Simon Birmingham: It’s very troubling for the economic impacts for Australia, as well as the cost of living impacts for everyday Australian households. Who will ultimately feel the pain of disruption and price rises as a result of this type of industrial dispute and the increased industrial disputation we are likely to see under the Albanese government’s industrial relations reforms. The big question here is where is the government? There are powers for Tony Burke, the Employment Minister, to be able to act and to intervene and to try to bring this dispute to an earlier resolution. But they seem to be missing in action in terms of wanting to use those powers or stepping forward in relation to this. There’s been plenty of energy from the Albanese government when it has come to ramming through the parliament, increased union friendly industrial relations laws. They’ve been happy to give unions greater powers since they’ve been in government. But why are they unwilling to use government powers to try to bring to an end an industrial dispute, a strike that is going to cost our economy and cost Australians deeply?


Kenny Heatley: Well, Taiwan’s main opposition party says its victory at this Saturday’s election would reduce the chances of a catastrophic war in the Indo Pacific and buy time for Australia’s AUKUS nuclear submarines, mainly because it thinks that the Chinese Communist Party prefers dialogue with them. Quote, the KMT can buy time for Australia, unquote. If the incumbents get back in on Saturday following the election, does this increase the chances of war sooner rather than later? Because that seems to be the suggestion here.


Simon Birmingham: I’m certainly not going to buy into that type of speculation, nor to pick a side in Taiwanese elections. What I would say is that Taiwan is a vibrant democracy, and it is a valued partner and friend in our region, and the Taiwanese elections are something to celebrate that we have such a vibrant, successful democracy in our region, such a successful nation.

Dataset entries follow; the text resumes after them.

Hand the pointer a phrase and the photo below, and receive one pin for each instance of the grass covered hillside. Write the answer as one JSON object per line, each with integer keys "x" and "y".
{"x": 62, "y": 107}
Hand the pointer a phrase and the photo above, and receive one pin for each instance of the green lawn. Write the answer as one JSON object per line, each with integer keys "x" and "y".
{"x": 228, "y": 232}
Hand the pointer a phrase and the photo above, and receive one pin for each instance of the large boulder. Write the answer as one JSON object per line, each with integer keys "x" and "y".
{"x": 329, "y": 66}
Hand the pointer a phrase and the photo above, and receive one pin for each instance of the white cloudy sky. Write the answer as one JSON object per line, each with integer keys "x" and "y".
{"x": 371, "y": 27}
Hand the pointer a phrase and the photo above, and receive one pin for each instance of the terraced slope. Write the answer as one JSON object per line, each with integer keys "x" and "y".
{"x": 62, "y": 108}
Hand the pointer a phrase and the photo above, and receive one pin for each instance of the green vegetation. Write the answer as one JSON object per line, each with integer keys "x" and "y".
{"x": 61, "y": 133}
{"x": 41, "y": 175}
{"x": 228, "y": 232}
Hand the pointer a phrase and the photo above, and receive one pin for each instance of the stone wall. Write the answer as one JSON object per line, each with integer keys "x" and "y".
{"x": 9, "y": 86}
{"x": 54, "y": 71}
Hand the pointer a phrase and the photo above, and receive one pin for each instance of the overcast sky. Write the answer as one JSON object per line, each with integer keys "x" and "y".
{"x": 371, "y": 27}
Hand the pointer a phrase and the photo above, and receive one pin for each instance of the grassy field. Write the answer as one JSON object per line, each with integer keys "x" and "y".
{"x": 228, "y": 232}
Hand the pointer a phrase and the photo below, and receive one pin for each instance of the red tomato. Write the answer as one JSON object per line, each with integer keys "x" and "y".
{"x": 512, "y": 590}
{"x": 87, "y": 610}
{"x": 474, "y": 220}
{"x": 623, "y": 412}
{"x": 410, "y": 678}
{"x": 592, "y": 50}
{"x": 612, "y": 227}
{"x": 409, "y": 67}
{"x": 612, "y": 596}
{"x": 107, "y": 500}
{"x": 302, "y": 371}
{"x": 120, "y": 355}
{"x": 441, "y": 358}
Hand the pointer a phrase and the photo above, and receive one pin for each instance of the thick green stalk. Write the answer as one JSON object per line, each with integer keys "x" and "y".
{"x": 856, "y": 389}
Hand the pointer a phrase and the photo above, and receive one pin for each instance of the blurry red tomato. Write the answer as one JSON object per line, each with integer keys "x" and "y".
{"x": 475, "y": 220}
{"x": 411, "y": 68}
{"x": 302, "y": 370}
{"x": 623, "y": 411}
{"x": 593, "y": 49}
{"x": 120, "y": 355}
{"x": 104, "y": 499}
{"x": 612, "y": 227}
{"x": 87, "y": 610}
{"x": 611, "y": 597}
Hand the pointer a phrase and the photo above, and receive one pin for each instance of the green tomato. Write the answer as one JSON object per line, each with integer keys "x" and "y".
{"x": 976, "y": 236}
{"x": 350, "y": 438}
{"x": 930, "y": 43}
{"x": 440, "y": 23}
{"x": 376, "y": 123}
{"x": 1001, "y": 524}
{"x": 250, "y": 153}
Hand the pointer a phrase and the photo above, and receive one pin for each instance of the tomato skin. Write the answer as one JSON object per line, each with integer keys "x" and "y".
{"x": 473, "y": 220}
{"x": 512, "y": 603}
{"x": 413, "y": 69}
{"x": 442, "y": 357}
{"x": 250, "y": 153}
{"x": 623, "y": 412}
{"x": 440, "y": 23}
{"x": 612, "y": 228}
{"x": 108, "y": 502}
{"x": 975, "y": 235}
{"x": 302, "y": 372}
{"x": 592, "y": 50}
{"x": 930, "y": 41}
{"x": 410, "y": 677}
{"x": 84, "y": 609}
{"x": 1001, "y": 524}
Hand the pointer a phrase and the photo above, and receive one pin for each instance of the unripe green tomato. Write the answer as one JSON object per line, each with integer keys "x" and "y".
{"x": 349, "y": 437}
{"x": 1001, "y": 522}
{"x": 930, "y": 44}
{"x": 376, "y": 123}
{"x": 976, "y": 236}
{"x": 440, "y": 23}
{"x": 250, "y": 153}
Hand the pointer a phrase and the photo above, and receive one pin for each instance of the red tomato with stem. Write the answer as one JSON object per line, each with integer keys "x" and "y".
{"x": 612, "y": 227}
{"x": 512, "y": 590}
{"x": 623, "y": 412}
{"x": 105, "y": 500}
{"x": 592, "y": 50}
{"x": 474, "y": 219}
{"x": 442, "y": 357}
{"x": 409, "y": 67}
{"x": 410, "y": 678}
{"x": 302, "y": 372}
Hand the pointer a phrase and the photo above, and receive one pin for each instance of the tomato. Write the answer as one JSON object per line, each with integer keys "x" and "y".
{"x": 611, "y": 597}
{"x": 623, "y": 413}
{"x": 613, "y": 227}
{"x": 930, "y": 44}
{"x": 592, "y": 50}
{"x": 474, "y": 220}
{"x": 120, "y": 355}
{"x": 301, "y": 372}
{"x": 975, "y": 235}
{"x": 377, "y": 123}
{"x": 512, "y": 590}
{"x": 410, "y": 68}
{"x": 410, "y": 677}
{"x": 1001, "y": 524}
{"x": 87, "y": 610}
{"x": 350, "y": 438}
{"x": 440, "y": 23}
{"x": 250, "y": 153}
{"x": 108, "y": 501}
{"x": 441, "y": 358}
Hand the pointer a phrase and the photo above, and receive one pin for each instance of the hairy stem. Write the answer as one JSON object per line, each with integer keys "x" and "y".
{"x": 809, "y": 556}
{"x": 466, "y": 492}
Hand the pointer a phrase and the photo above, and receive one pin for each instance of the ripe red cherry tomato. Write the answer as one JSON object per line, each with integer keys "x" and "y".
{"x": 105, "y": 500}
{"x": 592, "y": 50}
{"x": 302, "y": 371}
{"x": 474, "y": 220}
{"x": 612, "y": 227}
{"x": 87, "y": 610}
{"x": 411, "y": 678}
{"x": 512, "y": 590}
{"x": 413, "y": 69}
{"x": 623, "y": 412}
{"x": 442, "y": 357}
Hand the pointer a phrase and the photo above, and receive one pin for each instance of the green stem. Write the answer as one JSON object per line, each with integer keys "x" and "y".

And speaking before, as we were about the importance of trade and supply chains, Taiwan is also one of our largest trading partners. Indeed, I think our sixth largest trading partner in terms of two way trade, our fifth largest export destination and one of the world’s biggest suppliers in terms of critical componentry into global supply chains. And so a strong Taiwan is good for Australia, it’s good for our region, it’s good for the world. And the Taiwanese elections are something to celebrate as a vibrant democracy. Of course, we want to ensure that whatever happens on the other side of the Taiwanese elections, peace is maintained and that should be maintained by respecting the will of the Taiwanese people and ensuring that their views are respected, whether that be from the People’s Republic of China or anybody else across the region, in respecting their democratic will and how they go about exercising it.


Kenny Heatley: Simon Birmingham, really appreciate your time. Thank you.